Cox touches upon the creative process for Astral Weeks, including how Morrison was tweaking and tinkering with its songs during the spring and summer months he spent in Belfast—nearly a year and a half before he recorded them in New York City. Check it out:
It was a hanging out situation and doing these gigs to keep the money coming in because the promoters would give you cash at the end of the night and that was it! So he came to Limestone [Road] and I went over to his folks place, and we started to work on stuff. He wanted to find out what I actually knew. I had flown over and straight into a gig—I knew all the changes for "Gloria" and the other material just from listening to it. But he wanted a much more comprehensive approach to music because he had so many more influences than the blues stuff. Then I started to realize exactly what the story was, and how much he is and always has been such an incredible force in music ...
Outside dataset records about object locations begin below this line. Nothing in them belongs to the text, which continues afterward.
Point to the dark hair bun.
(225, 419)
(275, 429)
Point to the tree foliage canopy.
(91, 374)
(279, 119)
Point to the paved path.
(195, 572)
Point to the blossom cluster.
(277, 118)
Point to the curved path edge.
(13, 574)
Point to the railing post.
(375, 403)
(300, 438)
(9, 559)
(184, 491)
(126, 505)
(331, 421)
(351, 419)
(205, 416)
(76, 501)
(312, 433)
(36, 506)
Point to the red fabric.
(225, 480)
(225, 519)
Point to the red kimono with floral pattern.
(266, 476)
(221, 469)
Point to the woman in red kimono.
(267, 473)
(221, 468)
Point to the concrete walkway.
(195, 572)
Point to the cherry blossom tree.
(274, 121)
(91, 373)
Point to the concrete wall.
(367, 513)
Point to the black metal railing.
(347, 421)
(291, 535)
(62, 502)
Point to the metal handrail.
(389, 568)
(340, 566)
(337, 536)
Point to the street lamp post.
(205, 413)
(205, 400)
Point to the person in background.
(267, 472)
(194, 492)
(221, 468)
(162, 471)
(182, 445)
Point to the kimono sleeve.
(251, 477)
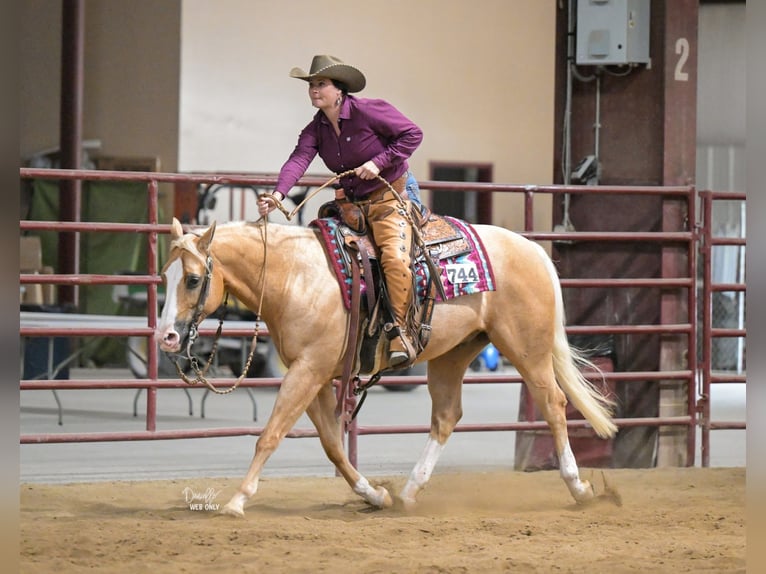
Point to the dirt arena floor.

Went up to see Van, and he was doing the tracks that were to become Astral Weeks. I stayed up for two or three days and recorded some stuff with him—just fantastic music. And he said that he would like me to join the band and play on the tracks. But I couldn't—they had paid for me to come over—and it was a choice of Hendrix or Van, but what swung it was the fact that the guys had paid for me, and they'd be completely lost—they couldn't find another guitarist.

Thursday, May 14, 2015

"High walls make good neighbors"



"Belfast is finished," wrote Northern Irish poet Leontia Flynn, "and Belfast is under construction." Seeing the word construction, I can't help but think of the city's penchant for erecting "peace lines"—those brick and steel walls that separate Catholic and Protestant neighborhoods. Of the close to 100 in Belfast, an estimated one-third has gone up since the 1994 ceasefire.

"That is one of the ways we've managed those differences, by building high walls," Dominic Bryan, who directs the Institute of Irish Studies at Queen's University Belfast, told NPR. "You know, high walls make good neighbors." Bryan is being facetious, of course; he knows the walls are a monument to Northern Ireland's failure. In an essay titled "Impact of the Conflict on Public Space and Architecture," Belfast-born architect Ciaran Mackel is similarly critical of the peace lines, though not in the same cheeky manner: "They create unbearable enclosure ratios and a dismal urban experience. They are the crudest urban signatures, and the identity they portray engenders alienation and reinforces division."

I have seen the peace lines up close, softly touched their surfaces, walked in their shadows, driven slowly through their gates (the ones that are closed up at night). They are unsightly and pervasive and menacing. Even though efforts are being made to decorate the walls with non-political images, at no point while studying them do you forget their purpose: keeping one group of people out and another group of people in.

There's determination in Van Morrison's voice when he sings "Nobody can stop me from loving you, baby." But I also catch a tinge of shame—and so I consider those ugly peace lines and the centuries of sectarian bloodshed and the countless innocent lives lost and it comes to me that maybe, just possibly, he is not singing about a woman, but the place of his birth.